Desde então, a situação se agravou. Sem consulta aos partidos aliados, Dilma substituiu os líderes do governo da Câmara e no Senado, congelou as negociações para a troca dos ministros do Trabalho e dos Transportes e cancelou a organização de encontros com as bancadas. O troco não tardou. Os deputados votaram a demarcação de terras indígenas à revelia do Planalto e convocaram a depoir os ministros da Fazenda, Guido Mantega, do Planejamento, Miriam Belchior, e o presidente da Comissão de Ética, Sepúlveda Pertence, que investiga supostas irregularidades envolvendo o ministro do Desenvolvimento, Fernando Pimentel.

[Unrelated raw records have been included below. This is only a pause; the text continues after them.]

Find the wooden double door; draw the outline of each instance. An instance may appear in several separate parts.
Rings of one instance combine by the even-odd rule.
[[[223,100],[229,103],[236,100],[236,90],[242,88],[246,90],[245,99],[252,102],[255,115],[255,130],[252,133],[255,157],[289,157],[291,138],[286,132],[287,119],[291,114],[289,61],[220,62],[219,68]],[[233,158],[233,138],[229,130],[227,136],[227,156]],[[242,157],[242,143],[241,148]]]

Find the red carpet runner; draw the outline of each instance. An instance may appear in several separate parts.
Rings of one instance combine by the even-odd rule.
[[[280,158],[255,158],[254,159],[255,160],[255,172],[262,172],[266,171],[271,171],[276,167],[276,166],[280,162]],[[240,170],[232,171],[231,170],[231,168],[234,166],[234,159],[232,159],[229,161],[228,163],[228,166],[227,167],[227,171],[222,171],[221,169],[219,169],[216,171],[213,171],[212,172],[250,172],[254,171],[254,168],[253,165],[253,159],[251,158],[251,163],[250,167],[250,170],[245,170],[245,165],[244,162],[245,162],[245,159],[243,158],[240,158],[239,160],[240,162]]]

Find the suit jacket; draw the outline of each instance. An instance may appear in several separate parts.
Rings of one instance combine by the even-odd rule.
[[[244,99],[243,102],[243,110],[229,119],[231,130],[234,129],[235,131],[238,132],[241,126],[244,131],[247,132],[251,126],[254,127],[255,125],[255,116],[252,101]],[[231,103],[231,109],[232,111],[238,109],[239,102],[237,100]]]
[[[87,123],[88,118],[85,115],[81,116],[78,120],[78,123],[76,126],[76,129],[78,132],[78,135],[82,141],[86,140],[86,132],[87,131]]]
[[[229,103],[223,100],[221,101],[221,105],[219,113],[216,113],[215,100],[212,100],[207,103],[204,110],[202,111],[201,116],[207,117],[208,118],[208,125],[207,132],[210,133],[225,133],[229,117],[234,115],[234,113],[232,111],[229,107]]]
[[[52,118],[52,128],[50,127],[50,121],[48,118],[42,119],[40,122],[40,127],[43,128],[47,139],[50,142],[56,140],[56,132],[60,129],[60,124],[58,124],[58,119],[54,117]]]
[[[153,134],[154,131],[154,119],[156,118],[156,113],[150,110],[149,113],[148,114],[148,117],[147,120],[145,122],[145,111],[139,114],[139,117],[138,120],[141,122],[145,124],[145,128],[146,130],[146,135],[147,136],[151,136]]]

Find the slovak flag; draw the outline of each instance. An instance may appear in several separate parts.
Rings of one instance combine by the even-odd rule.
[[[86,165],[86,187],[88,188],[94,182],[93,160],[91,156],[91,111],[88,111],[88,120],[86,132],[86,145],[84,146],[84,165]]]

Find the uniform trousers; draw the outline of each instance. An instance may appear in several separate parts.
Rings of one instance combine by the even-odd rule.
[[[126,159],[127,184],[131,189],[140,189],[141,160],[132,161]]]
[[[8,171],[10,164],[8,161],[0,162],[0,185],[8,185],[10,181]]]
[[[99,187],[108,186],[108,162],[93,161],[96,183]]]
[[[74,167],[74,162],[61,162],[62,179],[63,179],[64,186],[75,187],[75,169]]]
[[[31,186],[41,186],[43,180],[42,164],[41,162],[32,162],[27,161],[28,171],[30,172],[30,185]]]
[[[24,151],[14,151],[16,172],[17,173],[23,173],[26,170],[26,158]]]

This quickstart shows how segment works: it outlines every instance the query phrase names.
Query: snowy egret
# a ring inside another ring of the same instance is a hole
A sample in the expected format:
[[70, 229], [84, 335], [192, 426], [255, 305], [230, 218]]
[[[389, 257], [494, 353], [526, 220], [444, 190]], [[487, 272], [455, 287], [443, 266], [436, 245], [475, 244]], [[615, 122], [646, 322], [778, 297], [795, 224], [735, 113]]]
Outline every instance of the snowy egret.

- O governo quis pagar para ver e o resultado está aí:  uma derrota avassaladora - provoca um graduado peemedebista.

Com elevados índices de aprovação popular, Dilma, que ontem se encontrou empresários, pretende se valer da popularidade para dobrar os congressistas, passando à opinião pública a imagem de que não se intimida com chantagens e traições.
Acessores próximos à presidente, contudo, estão preocupados com a falta de soluções para o impasse em prazo curto.

- Vamos ver se o humor dela muda depois da Índia. Quem sabe se inspira no Gandhi e volta mais tranquila - afirma articulador do Planalto.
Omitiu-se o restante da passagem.